Erfelijkheid en darmkanker

In sommige families komt darmkanker opvallend vaak voor waardoor er een vermoeden kan zijn op een erfelijke oorzaak. Bij ongeveer 5-10% van alle patiënten met darmkanker blijkt er sprake van een erfelijke oorzaak door:
1.  Lynch-syndroom, vroeger ook bekend als HNPCC

Hoe groot het risico op het ontwikkelen van darmkanker is hangt af van het type mutatie. Darmkanker die veroorzaakt is door Lynch-syndroom wordt vaker op relatief jonge leeftijd vastgesteld: onder de 50 jaar. Bij Lynch syndroom bestaat er voor vrouwen ook een verhoogd risico op baarmoederkanker en in sommige gevallen op eierstokkanker. Verder kan er in sommige families sprake zijn van een hoger risico op bepaalde andere tumoren.

Erfelijkheidsonderzoek bestaat uit stamboomonderzoek, verzamelen van medische gegevens, tumoronderzoek en eventueel DNA onderzoek. (links)

2.  Polyposis (de vorming van veel poliepen in de darm):
Er zijn een aantal vormen van polyposis bekend. De meest bekende is  FAP. Dit is een afkorting van Familiaire Adenomateuze Polyposis: (link)

Ongeveer 1% van alle patiënten met darmkanker heeft de ziekte FAP.
FAP is een erfelijke ziekte. Hierbij ontstaan in het slijmvlies van de dikke darm en de endeldarm meerdere goedaardige gezwellen. Zelfs honderden tot duizenden. Deze poliepen kunnen darmkanker worden. Bij FAP ontstaan vaak al op kinderleeftijd poliepen (vanaf ca 12 jaar).
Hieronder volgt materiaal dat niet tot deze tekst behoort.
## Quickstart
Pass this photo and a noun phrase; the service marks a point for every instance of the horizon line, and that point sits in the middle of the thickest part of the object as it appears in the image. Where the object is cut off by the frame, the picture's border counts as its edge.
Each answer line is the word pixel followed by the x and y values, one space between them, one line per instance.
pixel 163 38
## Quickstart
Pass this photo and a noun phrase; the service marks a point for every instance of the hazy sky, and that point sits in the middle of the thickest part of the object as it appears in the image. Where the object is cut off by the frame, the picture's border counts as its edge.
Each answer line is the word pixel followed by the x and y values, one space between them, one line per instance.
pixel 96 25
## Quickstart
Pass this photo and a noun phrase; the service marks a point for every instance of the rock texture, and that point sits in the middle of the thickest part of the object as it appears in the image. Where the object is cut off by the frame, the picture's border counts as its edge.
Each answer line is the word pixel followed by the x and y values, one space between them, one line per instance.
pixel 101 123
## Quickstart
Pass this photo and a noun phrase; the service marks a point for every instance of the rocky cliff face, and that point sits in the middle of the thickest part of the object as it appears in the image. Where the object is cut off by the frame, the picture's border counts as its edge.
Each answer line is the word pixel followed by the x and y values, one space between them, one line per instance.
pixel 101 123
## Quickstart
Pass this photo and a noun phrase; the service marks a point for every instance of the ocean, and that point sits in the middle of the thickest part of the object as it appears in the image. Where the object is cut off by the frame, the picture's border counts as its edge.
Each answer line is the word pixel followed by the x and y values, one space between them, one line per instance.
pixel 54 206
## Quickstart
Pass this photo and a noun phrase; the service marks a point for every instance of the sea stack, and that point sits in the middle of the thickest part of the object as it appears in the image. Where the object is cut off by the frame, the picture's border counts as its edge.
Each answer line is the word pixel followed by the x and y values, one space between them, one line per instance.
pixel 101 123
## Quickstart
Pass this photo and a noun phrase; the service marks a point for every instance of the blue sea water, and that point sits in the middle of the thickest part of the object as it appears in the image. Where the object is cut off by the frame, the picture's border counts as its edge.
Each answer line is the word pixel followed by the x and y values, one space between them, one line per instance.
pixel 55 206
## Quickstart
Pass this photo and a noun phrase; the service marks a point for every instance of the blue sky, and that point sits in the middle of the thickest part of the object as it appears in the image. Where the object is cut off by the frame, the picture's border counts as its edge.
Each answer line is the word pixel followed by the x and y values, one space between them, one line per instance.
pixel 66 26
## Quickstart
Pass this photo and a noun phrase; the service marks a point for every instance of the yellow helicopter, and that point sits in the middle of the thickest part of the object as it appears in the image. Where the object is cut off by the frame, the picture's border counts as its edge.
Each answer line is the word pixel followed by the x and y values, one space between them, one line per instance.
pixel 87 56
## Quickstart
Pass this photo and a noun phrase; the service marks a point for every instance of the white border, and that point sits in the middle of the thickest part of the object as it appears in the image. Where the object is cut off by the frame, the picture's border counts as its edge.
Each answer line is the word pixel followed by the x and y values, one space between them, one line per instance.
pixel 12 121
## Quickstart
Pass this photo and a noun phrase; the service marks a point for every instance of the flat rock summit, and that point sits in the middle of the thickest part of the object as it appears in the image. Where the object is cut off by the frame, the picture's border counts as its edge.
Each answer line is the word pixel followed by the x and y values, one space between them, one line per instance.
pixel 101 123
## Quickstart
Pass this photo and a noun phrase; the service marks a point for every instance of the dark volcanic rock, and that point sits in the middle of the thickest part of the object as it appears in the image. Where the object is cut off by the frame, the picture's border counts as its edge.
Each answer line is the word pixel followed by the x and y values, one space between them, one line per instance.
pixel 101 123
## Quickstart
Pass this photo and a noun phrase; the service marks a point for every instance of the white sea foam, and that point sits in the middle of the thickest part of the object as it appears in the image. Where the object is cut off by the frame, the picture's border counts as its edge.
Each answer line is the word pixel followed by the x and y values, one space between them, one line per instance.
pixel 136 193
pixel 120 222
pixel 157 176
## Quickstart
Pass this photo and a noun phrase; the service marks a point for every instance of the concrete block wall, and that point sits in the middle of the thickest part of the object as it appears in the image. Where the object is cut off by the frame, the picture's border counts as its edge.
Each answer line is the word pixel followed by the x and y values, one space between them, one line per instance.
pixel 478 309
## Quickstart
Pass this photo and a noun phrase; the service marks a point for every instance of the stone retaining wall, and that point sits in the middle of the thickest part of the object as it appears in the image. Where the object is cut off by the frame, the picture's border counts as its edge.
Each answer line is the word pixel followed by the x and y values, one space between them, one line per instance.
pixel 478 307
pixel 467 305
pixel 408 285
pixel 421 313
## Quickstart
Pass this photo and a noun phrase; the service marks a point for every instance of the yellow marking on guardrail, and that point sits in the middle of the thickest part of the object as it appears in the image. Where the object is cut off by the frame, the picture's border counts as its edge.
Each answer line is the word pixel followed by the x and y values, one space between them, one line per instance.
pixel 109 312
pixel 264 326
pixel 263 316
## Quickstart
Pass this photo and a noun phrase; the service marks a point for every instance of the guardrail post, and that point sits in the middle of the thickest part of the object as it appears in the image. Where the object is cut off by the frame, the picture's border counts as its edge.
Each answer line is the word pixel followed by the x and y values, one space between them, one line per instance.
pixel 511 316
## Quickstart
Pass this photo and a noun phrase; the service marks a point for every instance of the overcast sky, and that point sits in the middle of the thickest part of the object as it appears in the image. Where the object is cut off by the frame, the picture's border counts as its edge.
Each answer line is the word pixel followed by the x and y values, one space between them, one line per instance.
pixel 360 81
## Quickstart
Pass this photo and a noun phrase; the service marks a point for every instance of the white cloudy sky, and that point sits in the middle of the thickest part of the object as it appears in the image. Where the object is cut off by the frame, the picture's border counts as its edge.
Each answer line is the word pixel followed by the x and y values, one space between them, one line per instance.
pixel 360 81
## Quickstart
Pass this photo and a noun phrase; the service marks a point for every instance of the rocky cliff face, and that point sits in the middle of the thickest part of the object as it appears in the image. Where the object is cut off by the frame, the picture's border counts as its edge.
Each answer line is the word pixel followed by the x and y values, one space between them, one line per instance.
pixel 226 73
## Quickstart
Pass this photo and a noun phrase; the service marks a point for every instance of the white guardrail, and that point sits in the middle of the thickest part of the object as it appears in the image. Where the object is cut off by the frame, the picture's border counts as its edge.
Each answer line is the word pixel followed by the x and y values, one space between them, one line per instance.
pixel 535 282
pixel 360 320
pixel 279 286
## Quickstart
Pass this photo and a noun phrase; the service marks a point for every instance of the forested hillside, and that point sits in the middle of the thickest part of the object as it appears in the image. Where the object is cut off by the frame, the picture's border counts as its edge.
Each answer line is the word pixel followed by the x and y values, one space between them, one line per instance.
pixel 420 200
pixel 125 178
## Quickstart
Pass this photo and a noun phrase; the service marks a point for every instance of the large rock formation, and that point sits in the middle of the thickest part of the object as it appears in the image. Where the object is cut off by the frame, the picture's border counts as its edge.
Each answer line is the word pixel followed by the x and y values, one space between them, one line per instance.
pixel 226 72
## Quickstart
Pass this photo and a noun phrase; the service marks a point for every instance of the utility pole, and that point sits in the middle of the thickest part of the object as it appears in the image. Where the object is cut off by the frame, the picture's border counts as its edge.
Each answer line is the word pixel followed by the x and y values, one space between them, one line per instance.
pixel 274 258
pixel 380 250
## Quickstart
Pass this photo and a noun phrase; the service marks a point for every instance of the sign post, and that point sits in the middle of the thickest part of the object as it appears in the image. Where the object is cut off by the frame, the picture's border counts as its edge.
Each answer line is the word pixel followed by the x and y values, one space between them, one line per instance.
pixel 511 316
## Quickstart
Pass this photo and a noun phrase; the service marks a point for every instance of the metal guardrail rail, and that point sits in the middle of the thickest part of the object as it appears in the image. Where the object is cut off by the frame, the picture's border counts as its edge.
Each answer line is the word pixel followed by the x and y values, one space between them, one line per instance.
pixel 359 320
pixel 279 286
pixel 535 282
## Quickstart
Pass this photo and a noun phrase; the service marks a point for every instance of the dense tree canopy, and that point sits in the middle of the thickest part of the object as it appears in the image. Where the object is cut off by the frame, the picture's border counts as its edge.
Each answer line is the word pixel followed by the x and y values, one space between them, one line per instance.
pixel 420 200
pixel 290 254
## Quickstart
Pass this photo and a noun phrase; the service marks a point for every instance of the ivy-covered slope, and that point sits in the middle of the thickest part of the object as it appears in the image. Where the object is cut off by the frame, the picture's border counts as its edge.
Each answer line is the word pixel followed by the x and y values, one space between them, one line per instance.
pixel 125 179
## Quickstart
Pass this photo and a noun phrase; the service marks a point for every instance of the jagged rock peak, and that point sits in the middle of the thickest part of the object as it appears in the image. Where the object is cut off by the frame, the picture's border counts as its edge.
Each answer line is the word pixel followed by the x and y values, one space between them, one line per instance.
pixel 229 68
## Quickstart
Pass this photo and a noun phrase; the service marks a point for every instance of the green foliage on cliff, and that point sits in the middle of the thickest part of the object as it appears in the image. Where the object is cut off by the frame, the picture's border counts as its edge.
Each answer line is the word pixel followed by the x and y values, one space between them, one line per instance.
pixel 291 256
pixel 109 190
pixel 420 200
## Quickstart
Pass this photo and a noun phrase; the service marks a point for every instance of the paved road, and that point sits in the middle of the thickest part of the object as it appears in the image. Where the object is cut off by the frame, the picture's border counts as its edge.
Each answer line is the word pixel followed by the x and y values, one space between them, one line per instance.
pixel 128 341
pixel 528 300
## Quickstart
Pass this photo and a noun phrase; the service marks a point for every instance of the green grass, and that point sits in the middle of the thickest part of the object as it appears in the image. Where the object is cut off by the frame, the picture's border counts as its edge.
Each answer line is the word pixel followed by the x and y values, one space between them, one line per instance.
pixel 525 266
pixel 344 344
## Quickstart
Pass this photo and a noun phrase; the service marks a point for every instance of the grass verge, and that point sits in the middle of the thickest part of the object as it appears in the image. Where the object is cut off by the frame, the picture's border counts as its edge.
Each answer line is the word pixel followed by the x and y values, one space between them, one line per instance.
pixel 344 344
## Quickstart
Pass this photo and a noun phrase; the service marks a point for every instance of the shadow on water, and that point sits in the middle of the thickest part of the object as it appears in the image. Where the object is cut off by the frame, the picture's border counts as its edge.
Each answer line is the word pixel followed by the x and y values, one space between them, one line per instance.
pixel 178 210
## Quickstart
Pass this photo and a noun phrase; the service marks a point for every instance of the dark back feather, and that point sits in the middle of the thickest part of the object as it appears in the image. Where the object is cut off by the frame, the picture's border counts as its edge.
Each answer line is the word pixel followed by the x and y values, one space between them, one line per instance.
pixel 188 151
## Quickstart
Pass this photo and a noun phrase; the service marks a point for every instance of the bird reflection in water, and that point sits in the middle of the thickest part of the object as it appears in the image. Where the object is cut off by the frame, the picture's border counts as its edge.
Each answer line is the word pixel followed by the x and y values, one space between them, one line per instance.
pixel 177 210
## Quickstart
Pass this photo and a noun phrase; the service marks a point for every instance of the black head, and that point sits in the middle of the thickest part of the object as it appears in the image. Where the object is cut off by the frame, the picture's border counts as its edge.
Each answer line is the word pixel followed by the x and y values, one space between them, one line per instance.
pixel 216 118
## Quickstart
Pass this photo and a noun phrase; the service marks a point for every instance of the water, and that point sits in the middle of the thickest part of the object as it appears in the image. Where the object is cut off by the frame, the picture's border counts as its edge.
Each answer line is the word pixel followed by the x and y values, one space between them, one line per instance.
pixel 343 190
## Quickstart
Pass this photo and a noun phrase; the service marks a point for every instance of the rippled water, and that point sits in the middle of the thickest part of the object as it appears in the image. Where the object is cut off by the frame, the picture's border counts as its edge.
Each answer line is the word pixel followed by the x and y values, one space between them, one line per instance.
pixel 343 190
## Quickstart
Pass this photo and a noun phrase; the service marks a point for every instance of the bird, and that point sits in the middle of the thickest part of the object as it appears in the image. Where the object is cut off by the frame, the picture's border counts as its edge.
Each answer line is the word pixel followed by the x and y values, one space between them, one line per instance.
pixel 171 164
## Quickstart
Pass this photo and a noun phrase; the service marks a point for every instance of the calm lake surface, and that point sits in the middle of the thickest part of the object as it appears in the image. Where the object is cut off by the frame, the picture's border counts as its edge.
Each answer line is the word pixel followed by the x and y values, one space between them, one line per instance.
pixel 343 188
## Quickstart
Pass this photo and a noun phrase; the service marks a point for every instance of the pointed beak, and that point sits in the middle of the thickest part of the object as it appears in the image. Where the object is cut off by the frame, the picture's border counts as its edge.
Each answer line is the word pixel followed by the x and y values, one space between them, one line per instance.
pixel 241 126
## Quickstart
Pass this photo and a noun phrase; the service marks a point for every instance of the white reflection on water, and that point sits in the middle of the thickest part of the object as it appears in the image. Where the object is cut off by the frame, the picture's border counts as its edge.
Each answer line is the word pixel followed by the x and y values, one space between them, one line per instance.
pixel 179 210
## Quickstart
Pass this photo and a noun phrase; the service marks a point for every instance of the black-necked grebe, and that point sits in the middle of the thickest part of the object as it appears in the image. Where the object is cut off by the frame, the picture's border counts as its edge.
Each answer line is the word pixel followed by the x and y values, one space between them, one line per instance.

Mensen met FAP hebben een risico van bijna 100% op darmkanker als zij geen voorzorgsmaatregelen nemen.

Bij de ziekte MAP (MutYH-geassocieerde Adenomateuze Polyposis) komen ook veel poliepen in de darm voor. Dit zijn meestal minder poliepen dan bij FAP en deze beginnen ook later in het leven (volwassen leeftijd).

Er zijn nog andere, meer zeldzame vormen van polyposis. De klinisch geneticus of genetisch consulent bekijkt of er een reden is om daar onderzoek naar te verrichten.